Constitutive glucose uptake is a hallmark of cancer cells and provides energy and biosynthetic material for cancer cell proliferation.24 Malignant cells accelerated metabolism and needed more ATP production. It was first observed by Warburg25 that the rate of aerobic glycolysis was increased in cancer cells, which resulted in the accumulation of lactate due to the elevated levels of lactate dehydrogenase converting pyruvate to lactate.26 Moreover, other studies have proposed that tumors use lactate as a fuel, expanding its metabolic functions in cancer.27 We supposed that AE has a suppression on cervical cancer cells by adjusting glucose metabolism.
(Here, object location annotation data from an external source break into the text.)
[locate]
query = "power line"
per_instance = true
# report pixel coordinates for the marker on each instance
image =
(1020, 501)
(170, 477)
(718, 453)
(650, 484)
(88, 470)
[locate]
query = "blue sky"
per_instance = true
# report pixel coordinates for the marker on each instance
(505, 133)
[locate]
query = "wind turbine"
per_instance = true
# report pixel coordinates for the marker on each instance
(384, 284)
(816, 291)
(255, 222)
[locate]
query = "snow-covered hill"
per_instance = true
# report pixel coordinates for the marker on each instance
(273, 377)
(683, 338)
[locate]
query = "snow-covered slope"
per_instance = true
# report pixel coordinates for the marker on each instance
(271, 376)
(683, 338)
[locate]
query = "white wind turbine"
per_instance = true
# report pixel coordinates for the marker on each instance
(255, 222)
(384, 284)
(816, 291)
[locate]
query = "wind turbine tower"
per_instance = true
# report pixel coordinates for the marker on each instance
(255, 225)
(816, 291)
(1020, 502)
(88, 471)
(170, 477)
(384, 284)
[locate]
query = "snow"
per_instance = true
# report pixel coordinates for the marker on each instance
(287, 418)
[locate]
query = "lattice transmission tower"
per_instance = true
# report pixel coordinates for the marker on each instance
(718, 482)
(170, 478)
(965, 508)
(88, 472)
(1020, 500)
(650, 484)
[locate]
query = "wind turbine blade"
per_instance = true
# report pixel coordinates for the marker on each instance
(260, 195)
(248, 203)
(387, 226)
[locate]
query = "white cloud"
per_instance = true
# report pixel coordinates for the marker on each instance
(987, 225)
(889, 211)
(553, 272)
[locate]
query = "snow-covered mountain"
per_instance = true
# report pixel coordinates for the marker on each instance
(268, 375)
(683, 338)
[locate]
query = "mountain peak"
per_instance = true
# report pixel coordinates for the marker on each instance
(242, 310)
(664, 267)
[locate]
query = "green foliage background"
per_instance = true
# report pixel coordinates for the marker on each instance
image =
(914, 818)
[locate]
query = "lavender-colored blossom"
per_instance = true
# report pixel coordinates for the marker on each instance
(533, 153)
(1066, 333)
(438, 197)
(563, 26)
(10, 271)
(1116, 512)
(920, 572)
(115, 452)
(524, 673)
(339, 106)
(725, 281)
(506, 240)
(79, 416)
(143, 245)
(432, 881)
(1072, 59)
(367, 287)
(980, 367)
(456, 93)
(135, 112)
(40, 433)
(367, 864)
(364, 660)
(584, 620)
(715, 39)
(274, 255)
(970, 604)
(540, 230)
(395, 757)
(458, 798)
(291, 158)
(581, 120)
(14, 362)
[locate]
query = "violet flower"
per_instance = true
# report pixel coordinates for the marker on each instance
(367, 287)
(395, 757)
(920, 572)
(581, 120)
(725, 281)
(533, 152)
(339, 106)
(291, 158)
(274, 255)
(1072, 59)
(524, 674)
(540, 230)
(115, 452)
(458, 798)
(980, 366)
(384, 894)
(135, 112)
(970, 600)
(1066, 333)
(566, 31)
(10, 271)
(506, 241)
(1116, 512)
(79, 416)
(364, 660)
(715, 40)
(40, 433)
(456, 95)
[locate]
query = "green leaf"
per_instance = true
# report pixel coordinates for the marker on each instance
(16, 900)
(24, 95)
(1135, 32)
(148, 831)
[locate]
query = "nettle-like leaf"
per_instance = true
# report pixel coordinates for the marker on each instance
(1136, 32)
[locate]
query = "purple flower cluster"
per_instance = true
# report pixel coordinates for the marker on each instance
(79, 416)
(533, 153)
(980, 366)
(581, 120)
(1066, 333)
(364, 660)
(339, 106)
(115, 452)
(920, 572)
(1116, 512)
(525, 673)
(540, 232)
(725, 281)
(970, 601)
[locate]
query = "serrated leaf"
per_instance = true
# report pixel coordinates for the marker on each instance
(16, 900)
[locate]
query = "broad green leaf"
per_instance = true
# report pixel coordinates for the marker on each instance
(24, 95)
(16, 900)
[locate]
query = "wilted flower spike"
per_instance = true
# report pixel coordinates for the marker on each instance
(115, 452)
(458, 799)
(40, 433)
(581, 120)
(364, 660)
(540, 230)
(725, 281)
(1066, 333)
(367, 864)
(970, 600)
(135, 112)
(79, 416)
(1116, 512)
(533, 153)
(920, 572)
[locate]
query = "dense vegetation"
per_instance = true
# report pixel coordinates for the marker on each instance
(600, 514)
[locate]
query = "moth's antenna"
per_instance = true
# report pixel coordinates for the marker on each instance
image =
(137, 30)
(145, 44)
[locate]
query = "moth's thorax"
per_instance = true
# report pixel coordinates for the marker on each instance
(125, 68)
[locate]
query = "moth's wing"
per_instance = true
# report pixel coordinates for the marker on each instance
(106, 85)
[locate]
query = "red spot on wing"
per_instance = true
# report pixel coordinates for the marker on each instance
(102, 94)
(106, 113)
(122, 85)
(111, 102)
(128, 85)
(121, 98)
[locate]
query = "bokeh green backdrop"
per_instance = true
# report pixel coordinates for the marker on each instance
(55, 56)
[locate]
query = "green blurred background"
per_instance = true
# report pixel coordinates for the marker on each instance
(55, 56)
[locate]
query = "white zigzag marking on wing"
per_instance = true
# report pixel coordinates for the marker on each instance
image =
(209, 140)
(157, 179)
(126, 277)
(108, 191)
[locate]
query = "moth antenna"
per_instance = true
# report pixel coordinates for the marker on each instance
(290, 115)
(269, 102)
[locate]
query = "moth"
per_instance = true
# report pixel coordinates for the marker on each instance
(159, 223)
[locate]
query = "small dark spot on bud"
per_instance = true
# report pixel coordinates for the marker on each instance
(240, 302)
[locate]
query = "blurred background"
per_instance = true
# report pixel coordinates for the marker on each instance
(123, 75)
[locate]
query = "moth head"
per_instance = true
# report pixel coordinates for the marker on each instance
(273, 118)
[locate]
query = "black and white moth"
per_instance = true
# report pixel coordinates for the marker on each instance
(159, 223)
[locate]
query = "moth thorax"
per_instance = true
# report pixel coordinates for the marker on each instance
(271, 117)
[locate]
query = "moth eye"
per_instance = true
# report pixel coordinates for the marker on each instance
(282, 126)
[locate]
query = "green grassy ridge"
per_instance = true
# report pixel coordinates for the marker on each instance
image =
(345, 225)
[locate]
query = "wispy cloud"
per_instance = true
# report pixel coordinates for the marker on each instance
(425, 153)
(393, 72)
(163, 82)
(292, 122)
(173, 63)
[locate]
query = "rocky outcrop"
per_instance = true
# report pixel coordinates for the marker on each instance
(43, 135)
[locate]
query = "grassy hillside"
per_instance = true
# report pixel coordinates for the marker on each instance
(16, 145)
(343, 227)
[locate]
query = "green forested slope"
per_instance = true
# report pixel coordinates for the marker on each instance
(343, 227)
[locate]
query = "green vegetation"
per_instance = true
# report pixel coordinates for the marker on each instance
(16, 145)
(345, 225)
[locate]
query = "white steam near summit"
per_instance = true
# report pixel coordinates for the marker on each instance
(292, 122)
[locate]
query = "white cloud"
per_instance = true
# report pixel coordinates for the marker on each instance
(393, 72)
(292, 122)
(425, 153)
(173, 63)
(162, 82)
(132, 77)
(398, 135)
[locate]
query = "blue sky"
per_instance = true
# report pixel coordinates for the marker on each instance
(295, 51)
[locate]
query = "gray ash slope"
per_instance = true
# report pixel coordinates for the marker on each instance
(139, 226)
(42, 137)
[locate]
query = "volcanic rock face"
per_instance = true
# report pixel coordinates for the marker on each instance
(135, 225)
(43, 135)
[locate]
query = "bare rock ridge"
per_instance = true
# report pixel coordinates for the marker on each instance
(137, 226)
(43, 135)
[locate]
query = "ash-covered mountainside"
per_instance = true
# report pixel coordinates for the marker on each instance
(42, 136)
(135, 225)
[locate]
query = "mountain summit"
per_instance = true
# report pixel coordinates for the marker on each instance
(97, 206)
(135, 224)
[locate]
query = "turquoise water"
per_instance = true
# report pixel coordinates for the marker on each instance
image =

Thus, glucose uptake, lactate production and ATP production were measured in Hela and SiHa cells after treated with AE at doses of 50 and 100 µM, and the result showed that AE indeed inhibited glucose metabolism in a concentration and time-dependent manner.
We hypothesized that the inhibitory effect of AE on tumor metabolism was achieved by adjusting the level of GLUT 1. To define whether the restrained metabolism is associated with GLUT1, the expressions of GLUT1 and relative mRNA were measured in Hela and SiHa cells treated with AE. The results showed that the protein level and mRNA level of GLUT1 have a negative correlation with AE in a concentration-dependent manner. In other words, AE inhibits the expression of GLUT1.
To further verify the role of GLUT1 in the anti-tumor effect of AE, we overexpressed GLUT1 in Hela cells. As expected, overexpression of GLUT1 not only weakened the inhibitory effects of AE on glucose uptake, lactic production and ATP production, but also decreased the cell apoptosis induced by AE. Taken together, these data demonstrated that AE played an anti-tumor effect through inhibiting glucose metabolism.
In this study, we found that the anti-tumor effect of AE in cervical cancer cells was associated with HPV E6/E7 and glucose metabolism. Research has been reported that overexpressed E6/E7 increased the protein and mRNA levels of GLUT1 in lung cancer cells.28 So, we will further explore the relationship between E6/E7 and GLUT1 in the anti-tumor effect of AE in cervical cancer. What’s more, the anti-tumor effect of AE in vivo was also required to further study.
This study was supported by grants from the Municipal Health Planning Commission’s scientific research project (no: 002) and the Municipal Science and Technology Bureau’s scientific research project (no: 1-37).
The authors report no conflicts of interest in this work.